L’enthousiasme populaire ne se refroidit pas. On le vit bien en décembre 1608 lors du transfert solennel d’une des deux hosties à Dole, capitale de la Comté : ce furent des foules immenses qui de village en village firent escorte à la sainte relique.
Pendant tout le 17ème et le 18ème siècle, le pèlerinage eucharistique de Faverney ne fit que progresser et trouver même un nouvel essor à la suite d’un éclatant miracle de la Sainte Hostie qui préserva la cité d’un grand incendie.

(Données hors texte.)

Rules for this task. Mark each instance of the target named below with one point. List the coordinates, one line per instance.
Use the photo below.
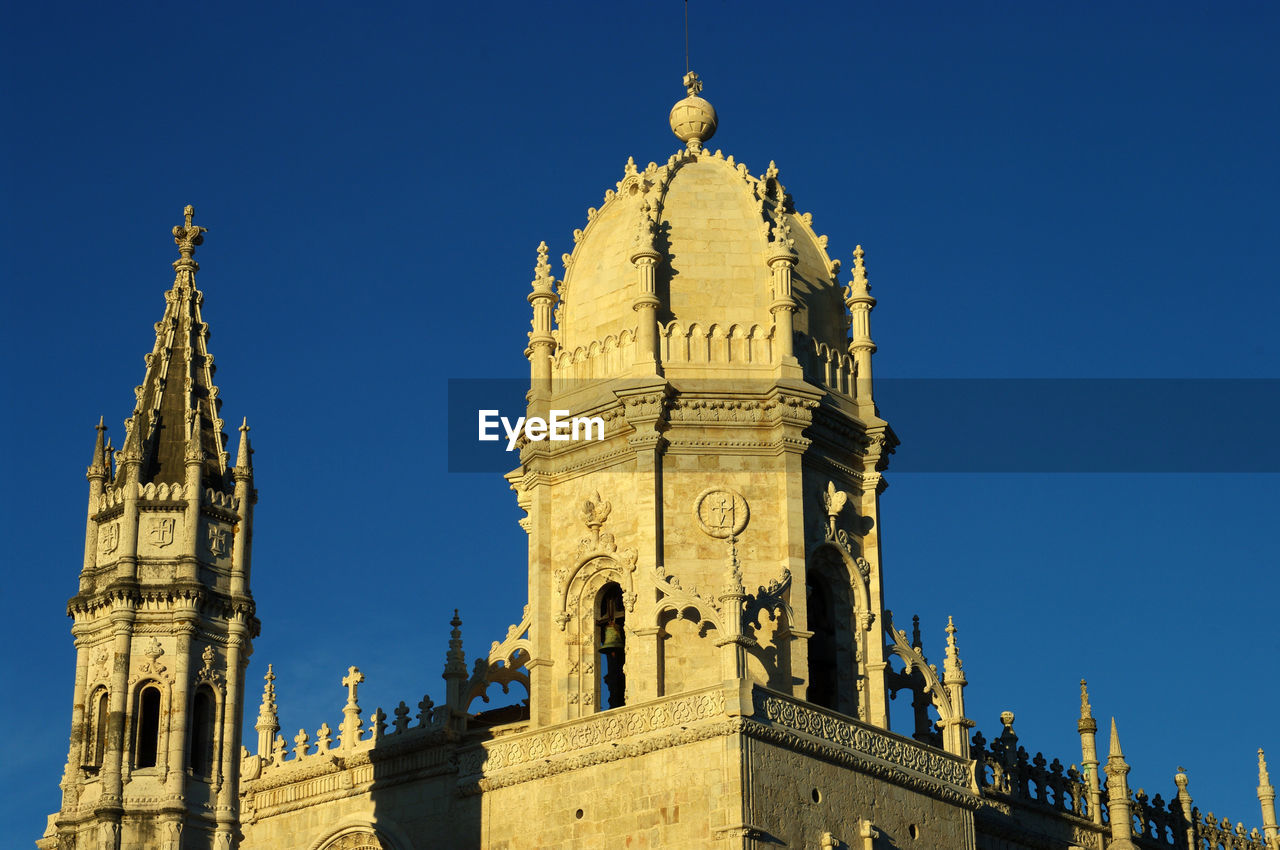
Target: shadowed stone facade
(707, 653)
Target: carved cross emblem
(721, 512)
(216, 539)
(352, 681)
(161, 531)
(110, 538)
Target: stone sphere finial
(693, 119)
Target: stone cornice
(801, 727)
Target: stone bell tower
(164, 617)
(702, 320)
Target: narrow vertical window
(611, 645)
(822, 647)
(149, 727)
(201, 757)
(99, 705)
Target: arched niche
(147, 731)
(583, 598)
(837, 606)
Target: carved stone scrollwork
(504, 663)
(914, 661)
(771, 598)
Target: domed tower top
(698, 263)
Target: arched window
(822, 647)
(147, 741)
(202, 718)
(96, 725)
(611, 645)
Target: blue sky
(1043, 191)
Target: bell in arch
(612, 639)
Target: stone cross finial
(951, 666)
(351, 722)
(300, 744)
(693, 83)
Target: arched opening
(147, 740)
(202, 713)
(823, 675)
(96, 744)
(611, 645)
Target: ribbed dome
(714, 232)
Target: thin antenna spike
(686, 36)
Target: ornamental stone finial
(188, 236)
(952, 668)
(693, 119)
(693, 83)
(542, 269)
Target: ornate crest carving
(216, 540)
(151, 667)
(595, 511)
(160, 531)
(722, 512)
(110, 537)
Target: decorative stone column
(1088, 727)
(1267, 798)
(858, 298)
(781, 257)
(645, 304)
(542, 343)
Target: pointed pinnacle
(99, 462)
(1115, 752)
(195, 451)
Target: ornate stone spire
(1088, 729)
(858, 298)
(178, 384)
(99, 466)
(245, 455)
(542, 341)
(1118, 795)
(268, 720)
(188, 236)
(693, 119)
(1267, 799)
(952, 668)
(455, 661)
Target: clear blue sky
(1043, 190)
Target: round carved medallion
(721, 512)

Vint la Révolution et les profanations sacrilèges de 1793. Les vases sacrés sont livrés à la monnaie, l’hostie sertie de sa lunule, est portée à l’hôtel de ville, passe de mains en mains et n’est sauvée que par l’intervention d’un municipal qui la garde chez lui dans une boîte cachetée. Le 14 juin 1795, la relique sera sortie de sa cachette en présence du vicaire constitutionnel et des notables qui en feront la reconnaissance par procès-verbal authentiqué de 72 signatures.
Dès lors, le culte de l’hostie miraculeuse n’a plus cessé, marqué par des dates mémorables, notamment en 1864, la concession par la Congrégation des rites, de la fête et de l’office des Saintes Hosties préservées des flammes ; et en 1908, le congrès eucharistique national.